Fotografien von Elsa Niemann in Sebnitz ausgestellt

  • Gert Claußnitzer
  • Lesedauer: 3 Min.

Nicht so sehr Logik und Konstruktion, sondern vielmehr Poesie des Augenblicks und des Alltäglichen bestimmen das fotografische Schaffen der in Lohmen lebenden Elsa Niemann, die erst nach einem langen Arbeitsleben und weitgehend autodidaktisch zur künstlerischen Fotografie gefunden hat. Nachdem sie vor Jahren bereits in Sebnitz ihre Schwarz-Weiß-Aufnahmen zeigen konnte, legt sie nunmehr in einer Ausstellung des Kunstblumen- und Heimatmuseums Sebnitz Ergebnisse ihrer Farbfotografie vor. Nur sehr zögerlich hat sie sich ihr hingegeben, denn die Amateurfotografin hatte sehr schnell erkannt, dass hier andere Einsichten zu berücksichtigen waren und der Gestaltungsspielraum kaum noch Korrekturen zuließ wie seinerzeit in der Dunkelkammer. Den technischen Aufwand besorgt ja nunmehr das anonyme kommerzielle Fotolabor. Und dennoch, fotografisch sehen heißt ja schließlich mit Licht malen, und das gilt auch für das Farbfoto.

Es sind die Relikte einer vergehenden Welt, denen sich Elsa Niemann wie schon in der Schwarz-Weiß-Fotografie auch im Farbbild zuwendet. Und es ist die Lebenskraft der Überlieferung, auf die wir unentwegt hingewiesen werden, in ihren Bildern von Grabsteinen etwa von vergessenen Friedhöfen in Mähren oder in den Fotos von Skulpturen bekannter und unbekannter Bildhauer. Hier am eindrucksvollsten wohl die Detailaufnahmen vom Gethsemanegarten auf dem Annaberg bei Lobendava im Schluckenauer Zipfel mit den Sandsteinstatuen von Franz Pettrich aus dem Jahre 1840, die selbst in beschädigtem Zustand noch von großer Wirkung sind.

Vielfältige Signale, Symbole, Botschaften hält die Kulturlandschaft für uns bereit. Und in unorthodoxer Weise geht ihnen die Fotografin nach, den Ausformungen der Natur und der Kunst folgend, den Quellen der Ursprünglichkeit. Und dies nicht aus Begeisterung für das Alte, wie man meinen könnte, sondern um zur Besinnung zu führen und um Einsichten zu gewinnen, was uns womöglich in einer modernen Welt verloren gegangen ist oder verloren gehen wird. »Es steht schlecht«, sagte vor geraumer Zeit bereits der Maler Paul Cézanne: »Man muss sich beeilen, wenn man noch etwas sehen will. Alles verschwindet. Vieles hat uns schon verlassen, mit ungeahnter Geschwindigkeit.« So durchforstet die Fotografin Elsa Niemann die Natur, die Kultur auf der Suche nach Zeichen, nach ungewöhnlichen Strukturen, etwa im Pflanzenreich, nach Gegensätzlichem und gibt Auskunft über das uns scheinbar Unbekannte. Es sind manchmal Objekte, die vielfach unbeachtet sind, verstummte Gegenstände. Einer belanglosen Alltäglichkeit haucht sie gewissermaßen Leben ein und entreißt somit manches Ding der Vergänglichkeit.

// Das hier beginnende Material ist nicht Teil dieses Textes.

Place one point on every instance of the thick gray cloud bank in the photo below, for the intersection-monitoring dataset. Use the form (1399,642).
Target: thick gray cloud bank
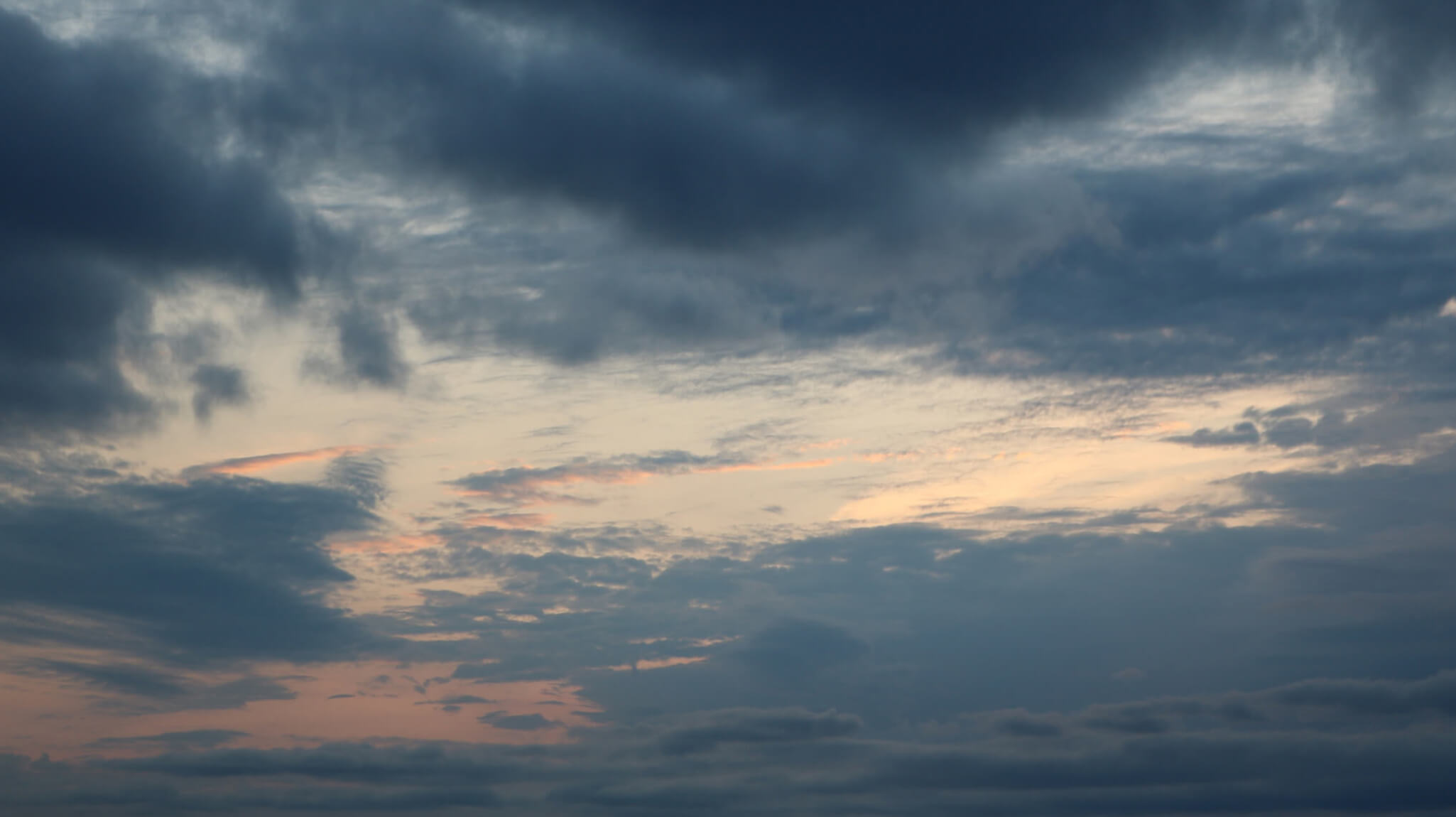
(999,188)
(761,175)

Das Verschwinden festzuhalten, war in einem ganz anderem Metier das Anliegen des Schauspielers André Heller im Wiener Etablissement »Ronacher«, als er zum letzten Mal vergessene Kleinkünstler, Akrobaten, Artisten auftreten ließ und noch einmal an verlöschende Karrieren erinnerte. Elsa Niemann gedenkt dieses Vorhabens mit einem Foto des »Ronacher«. Auch die Aufnahme des »Hotels Birne« in Bruntal in Nordmähren erinnert an Vergangenes. Empfindung und Wahrnehmung wird so Bestandteil einer Kunstwirklichkeit, die elementare sinnliche Erlebnisse auslöst, die jeder haben kann, wenn er genau hinsieht.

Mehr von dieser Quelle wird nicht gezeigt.